The paper suggests that senescent cells are not all the same. That has become clearer as researchers have been able to identify protein markers on the surface of some senescent cells. The patterns of these proteins differ for some senescent cells compared to others. In biology, such physical differences suggest functional differences, so it is becoming increasingly likely there are subsets of senescent cells with differing functions that have not yet been identified.
There are disagreements within the research community as to whether newts have acquired their regenerative capacity through a unique evolutionary change, or if other animals, including humans, retain this capacity buried somewhere in their genes.
Scientists initially thought that senescent cells couldn’t play a role in regeneration because they could no longer reproduce, says Anthony Atala, a practicing surgeon and bioengineer who leads the Wake Forest Institute for Regenerative Medicine in North Carolina. But Yun’s study points in the other direction. “What this paper shows clearly is that these cells have the potential to be involved in tissue regeneration [in newts]. The question becomes, will these cells be able to do the same in humans.”

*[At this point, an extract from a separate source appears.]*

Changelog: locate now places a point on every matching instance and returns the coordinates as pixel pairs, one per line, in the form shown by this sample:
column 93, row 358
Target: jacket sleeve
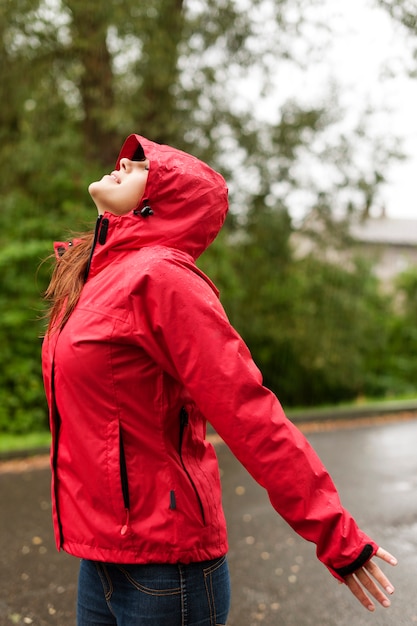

As our knowledge of senescent cells increases, Atala thinks we need to embrace a new analogy to help understand them: humans in retirement. They “have acquired a lot of wisdom throughout their whole life and they can help younger people and mentor them to grow to their full potential. We're seeing the same thing with these cells,” he says. They are no longer putting energy into their own reproduction, but the signaling molecules they secrete “can help other cells around them to regenerate.”
There are disagreements within the research community as to whether newts have acquired their regenerative capacity through a unique evolutionary change, or if other animals, including humans, retain this capacity buried somewhere in their genes. If so, it seems that our genes are unable to express this ability, perhaps as part of a tradeoff in acquiring other traits. It is a fertile area of research.
Dedifferentiation is likely to become an important process in the field of regenerative medicine. One extreme example: a lab has been able to turn back the clock and reprogram adult male skin cells into female eggs, a potential milestone in reproductive health. It will be more difficult to control just how far back one wishes to go in the cell's dedifferentiation – part way or all the way back into a stem cell – and then direct it down a different developmental pathway. Yun is optimistic we can learn these tricks from newts.
Senolytics
A growing field of research is using drugs called senolytics to remove senescent cells and slow or even reverse disease of aging.
“Senolytics are great, but senolytics target different types of senescence,” Yun says. “If senescent cells have positive effects in the context of regeneration, of wound healing, then maybe at the beginning of the regeneration process, you may not want to take them out for a little while.”
“If you look at pretty much all biological systems, too little or too much of something can be bad, you have to be in that central zone” and at the proper time, says Atala. “That's true for proteins, sugars, and the drugs that you take. I think the same thing is true for these cells. Why would they be different?”
Our growing understanding that senescence is not a single thing but a variety of things likely means that effective senolytic drugs will not resemble a single sledge hammer but more a carefully manipulated scalpel where some types of senescent cells are removed while others are added. Combinations and timing could be crucial, meaning the difference between regenerating healthy tissue, a scar, or worse.